ETRM: I think your answer connected really good to my next question. Two of your papers (Aragon and Rud, 2013; Aragon and Winkler, 2023) are about mines and their local impact. At first sight their results seem mixed: one finds a positive effect of a gold mine on the economic activities of their area, the other finds no effect of transfers that mainly originate from mining taxes. When you find these different results, how does that motivate/modify your research agenda?
Fernando: First, the two studies are not comparable because they are looking at different ways in which mines interact with communities. In the first one mines are buying services, injecting money directly. The other one is indirectly. The local government decides what to do. What I learned from that is that the way you interact is important. It’s not the same paying wages as giving the money to local governments to distribute. And that has been seen in other context, the way you interact is important. Now, how I modify my research agenda: it makes me more curious. The main skill of researcher is not using analytical tools, or Stata, or R. The most important thing is the creativity, and creativity arises from curiosity in this context. You have to be curious. If you have a paper and you know the answer, then why work on that paper. You have to be surprised. When I get surprised by results, then I feel more motivated to keep working on finding new answers.

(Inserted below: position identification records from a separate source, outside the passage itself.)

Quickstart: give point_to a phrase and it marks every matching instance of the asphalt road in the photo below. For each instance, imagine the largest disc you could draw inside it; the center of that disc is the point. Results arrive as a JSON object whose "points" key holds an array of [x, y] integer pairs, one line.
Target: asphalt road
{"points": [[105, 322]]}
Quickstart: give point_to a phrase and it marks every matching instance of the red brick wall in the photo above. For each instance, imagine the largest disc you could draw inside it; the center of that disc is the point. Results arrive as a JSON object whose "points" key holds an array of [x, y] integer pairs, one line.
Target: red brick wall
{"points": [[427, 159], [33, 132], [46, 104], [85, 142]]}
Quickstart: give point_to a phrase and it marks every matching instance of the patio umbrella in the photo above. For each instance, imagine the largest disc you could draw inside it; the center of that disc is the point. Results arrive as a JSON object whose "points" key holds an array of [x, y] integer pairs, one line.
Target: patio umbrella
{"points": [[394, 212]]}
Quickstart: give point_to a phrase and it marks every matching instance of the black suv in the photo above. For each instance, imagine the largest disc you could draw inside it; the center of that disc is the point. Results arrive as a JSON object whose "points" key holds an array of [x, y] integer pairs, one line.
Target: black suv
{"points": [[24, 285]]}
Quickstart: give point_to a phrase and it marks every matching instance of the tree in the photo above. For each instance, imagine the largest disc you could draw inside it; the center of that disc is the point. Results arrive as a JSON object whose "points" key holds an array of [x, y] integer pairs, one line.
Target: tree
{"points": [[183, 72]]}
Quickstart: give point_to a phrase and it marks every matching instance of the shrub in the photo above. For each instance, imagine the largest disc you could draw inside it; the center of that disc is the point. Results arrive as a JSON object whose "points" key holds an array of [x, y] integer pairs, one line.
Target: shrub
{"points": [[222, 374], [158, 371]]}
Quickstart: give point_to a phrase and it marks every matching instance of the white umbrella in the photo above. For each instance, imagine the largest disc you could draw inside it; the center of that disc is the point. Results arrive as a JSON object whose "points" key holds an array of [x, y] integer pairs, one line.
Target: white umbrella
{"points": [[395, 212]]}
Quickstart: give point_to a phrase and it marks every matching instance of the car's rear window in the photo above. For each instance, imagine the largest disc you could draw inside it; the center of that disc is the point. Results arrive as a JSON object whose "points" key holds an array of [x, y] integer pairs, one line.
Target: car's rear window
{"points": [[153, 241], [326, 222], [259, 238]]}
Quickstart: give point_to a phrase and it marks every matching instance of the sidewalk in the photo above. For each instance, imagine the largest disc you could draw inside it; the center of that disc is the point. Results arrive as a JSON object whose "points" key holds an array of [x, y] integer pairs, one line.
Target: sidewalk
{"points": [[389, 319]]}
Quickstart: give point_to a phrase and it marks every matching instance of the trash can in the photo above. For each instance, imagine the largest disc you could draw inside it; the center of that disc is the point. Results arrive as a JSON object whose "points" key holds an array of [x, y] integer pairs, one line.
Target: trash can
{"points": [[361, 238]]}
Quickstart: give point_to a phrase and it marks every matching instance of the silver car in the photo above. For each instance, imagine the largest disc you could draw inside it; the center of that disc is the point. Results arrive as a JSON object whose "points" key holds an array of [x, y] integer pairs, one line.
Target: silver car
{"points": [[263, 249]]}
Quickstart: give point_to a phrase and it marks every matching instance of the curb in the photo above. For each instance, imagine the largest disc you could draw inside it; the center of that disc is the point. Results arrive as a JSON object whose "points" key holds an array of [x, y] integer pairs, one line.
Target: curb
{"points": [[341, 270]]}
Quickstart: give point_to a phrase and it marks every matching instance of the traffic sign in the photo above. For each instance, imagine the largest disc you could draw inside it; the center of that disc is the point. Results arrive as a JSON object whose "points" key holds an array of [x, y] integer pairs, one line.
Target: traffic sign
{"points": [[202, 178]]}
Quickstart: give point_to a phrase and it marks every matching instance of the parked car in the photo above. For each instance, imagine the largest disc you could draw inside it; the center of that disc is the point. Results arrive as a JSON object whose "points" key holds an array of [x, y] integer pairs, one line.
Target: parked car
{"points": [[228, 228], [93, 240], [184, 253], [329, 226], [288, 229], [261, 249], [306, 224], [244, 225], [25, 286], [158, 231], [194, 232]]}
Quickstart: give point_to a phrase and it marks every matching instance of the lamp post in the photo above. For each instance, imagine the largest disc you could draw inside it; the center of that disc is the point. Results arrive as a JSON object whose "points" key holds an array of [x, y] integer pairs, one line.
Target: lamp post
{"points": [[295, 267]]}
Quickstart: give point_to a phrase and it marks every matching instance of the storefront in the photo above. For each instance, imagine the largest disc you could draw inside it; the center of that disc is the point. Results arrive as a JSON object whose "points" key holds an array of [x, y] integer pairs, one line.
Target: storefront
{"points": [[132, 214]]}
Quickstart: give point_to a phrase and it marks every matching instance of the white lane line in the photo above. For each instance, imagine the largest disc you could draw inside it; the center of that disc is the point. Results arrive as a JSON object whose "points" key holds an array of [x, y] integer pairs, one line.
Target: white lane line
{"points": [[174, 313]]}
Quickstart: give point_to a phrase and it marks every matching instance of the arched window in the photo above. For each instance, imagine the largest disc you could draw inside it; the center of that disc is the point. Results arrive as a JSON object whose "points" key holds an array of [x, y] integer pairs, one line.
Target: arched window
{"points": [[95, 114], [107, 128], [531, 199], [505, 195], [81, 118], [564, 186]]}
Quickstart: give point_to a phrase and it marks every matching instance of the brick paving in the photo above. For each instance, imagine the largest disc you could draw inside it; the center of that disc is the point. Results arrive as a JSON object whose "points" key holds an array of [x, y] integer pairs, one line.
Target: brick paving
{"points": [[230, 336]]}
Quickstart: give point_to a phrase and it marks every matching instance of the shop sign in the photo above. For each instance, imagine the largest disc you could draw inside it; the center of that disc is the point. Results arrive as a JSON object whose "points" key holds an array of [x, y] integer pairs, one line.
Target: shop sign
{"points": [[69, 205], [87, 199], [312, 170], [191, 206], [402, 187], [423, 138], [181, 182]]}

ETRM: You have some hypothesis of what might happen, right?
Fernando: Yes, but that’s a discipline. When you approach your research, you need to have a hypothesis, not because you want to prove that hypothesis, but because they give you a discipline on how to approach a problem. You need to be open to the answer. Of course, you need to be sure that is not noise or measurement error or mistakes that you made with coding or the data. But once everything is right, and this is what I find. That’s it. That’s your answer. Don’t try to force the answer.
ETRM: A recent topic in your research is the different productivities across farm sizes and misallocation (Aragon et al, 2022). It was usually believed that the inverse relationship between farm size and productivity was a fact. How did you decide to delve into this topic?
Fernando: I was interested in the determinants of agricultural productivity. I’m not an agricultural economist by training. And I was looking at all these papers that documented the inverse size-productivity relationship. Basically, they look at a measure of average product, plotting against farm size, and they find this negative relationship: small farms are more productive. And I was like, it doesn’t make any sense. So, I worked on that with some co-authors and wrote a paper trying to show what we learn from this relationship. The way I think about papers is that I hear comments, opinions, and then I want to know if they are correct or not. For instance, when I was a kid in Peru, a mining country, there were always people talking that mining brings investment and prosperity. So, we need to incentivize mining. I was like, okay, but is that really true? So that led to my first paper. And that’s been kind of the way I think about papers and start working on research project.
ETRM: It’s a very good chat. Thank you so much for your valuable time!